Allah (c.c) bizlere , hepimizin üzerinde olan "Libas" kelimesini onun bizlere indirmiş olduğu "Vahiy" ile benzeştirerek , Kur'ana tabi olmanın yani Kur'an elbisesini giymenin kişiyi tehlikeden koruduğunu , Bu elbiseden soyunan insanın her türlü tehlikeye maruz kaldığını 26.27. Ayetlerde anlatmaktadır. Kendini Vahiyden sıyırarak çıplak kalan insan , artık her tür tehlikeye açık olmakta , korunmak için Vahiy harici  koruyuculara kıssa da"Cennet Yaprağı" olarak teşbih edilen başka koruyucular arama peşine düşecektir. 
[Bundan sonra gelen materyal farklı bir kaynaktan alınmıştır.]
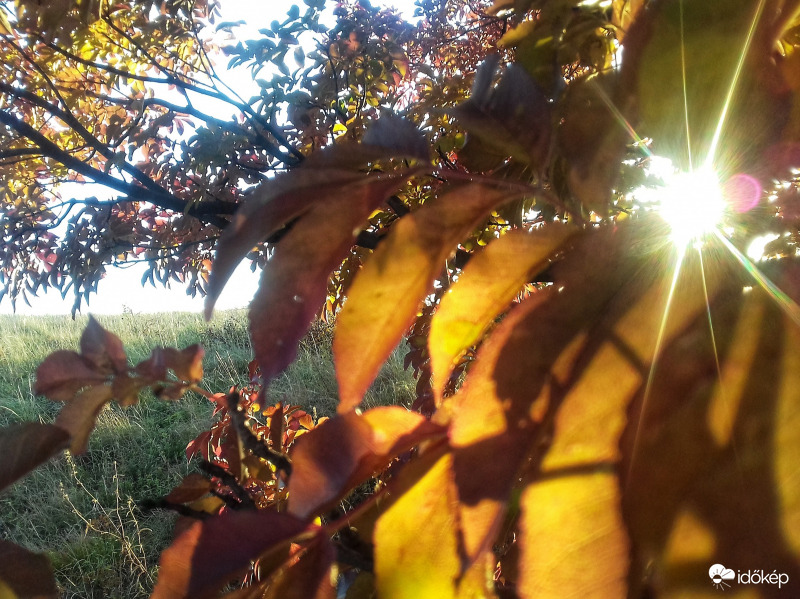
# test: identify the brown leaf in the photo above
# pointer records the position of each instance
(211, 552)
(79, 415)
(484, 289)
(103, 349)
(572, 524)
(387, 293)
(416, 538)
(513, 118)
(286, 197)
(63, 374)
(25, 574)
(399, 136)
(26, 446)
(294, 282)
(710, 469)
(344, 451)
(309, 577)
İnsan fıtri yapısı gereği kendini hem maddi , hem manevi olarak koruyacak koruyuculara ihtiyaç duymaktadır. Allah (c.c) kullarına korunmaları için hem maddi , hem de manevi koruyucular indirerek onların korunmasını sağlamıştır. "Takva Elbisesisi" olarak yapılan teşbihte insana gerekli olan manevi korunmanın yine kendisi tarafından indirilmiş olduğu ve bunun en hayırlı yani diğer koruyucuların yanında daha değerli olduğu vurgusu yapılmaktadır.

[007.031]  Ey Ademoğulları! Her mescidde zinetlerinize yapışın; yiyin için fakat israf etmeyin, çünkü Allah müsrifleri sevmez.

Araf s. 31. Ayetinin  meali br çok mealde , " Camiye giderken güzel elbiseler giyin" gibi komik bir anlama büründürülerek yapılmıştır. Bu şekil mealler Kur'an mantığını ve bütünlüğünü hiçe sayarak yapılan mealler olup bağlamdan kopuk anlam vermenin bir örneğidir.

"Mescid" kelimesi , "Secde edilecek mekan" anlamında bir kelime olması nedeni ile , secde etmeyi sadece ritüel anlamda görenler , olayı sadece camide güzel elbise giymek anlamında anlama kabiliyetini!! göstermişlerdir. Secde kelimesi anlam itibarı ile hayatının her anında Allah (c.c) emri doğrultusunda hareket etmek demek olup , bu anlamda her yer bir nevi mescid sayılır. 

"Zinet" kelimesi ; İnsanı Dünya ve Ahirette çirkinleştirmeyen , rezil etmeyen" şeye verilen bir isim olarak , yapışılması emredilen Zinetin burada mecaz bir kullanım olduğu , bu kelime ile kast edilen şeyin "Vahiy" olduğu anlaşılmaktadır. Allah (c.c) hayatın her anında bizlere vahye yapışmamızı emretmektedir.

"Zinet" kelimesi ; "Değerli Eşya" anlamını da içinde barındırdığı için , İnsanın Dünya hayatı içinde sahip olduğu bu tür eşyaya verdiği ve onu koruma hususunda nasıl titizlik gösterdiği üzerinden , Kur'anında böyle bir titizlik içinde korunması ve değer verilmesi emredilmiş ve hayatın her safhasında pratize edilmesi istenmiştir. 

Bu koruma maalesef , içeriğinin hayata pratizesi olarak değil , Mushafın en güzel süslenmiş kaplara konularak hiç dokunulmayacak bir yerde saklanması olarak algılandığı için , evlerin en mutena yerinde kimsenin erişemeyeği bir yerde asılı durması olarak anlaşılmış ve hala bir çok evde bu halde muamele görmektedir.

                                 EN DOĞRUSUNU ALLAH (C.C) BİLİR.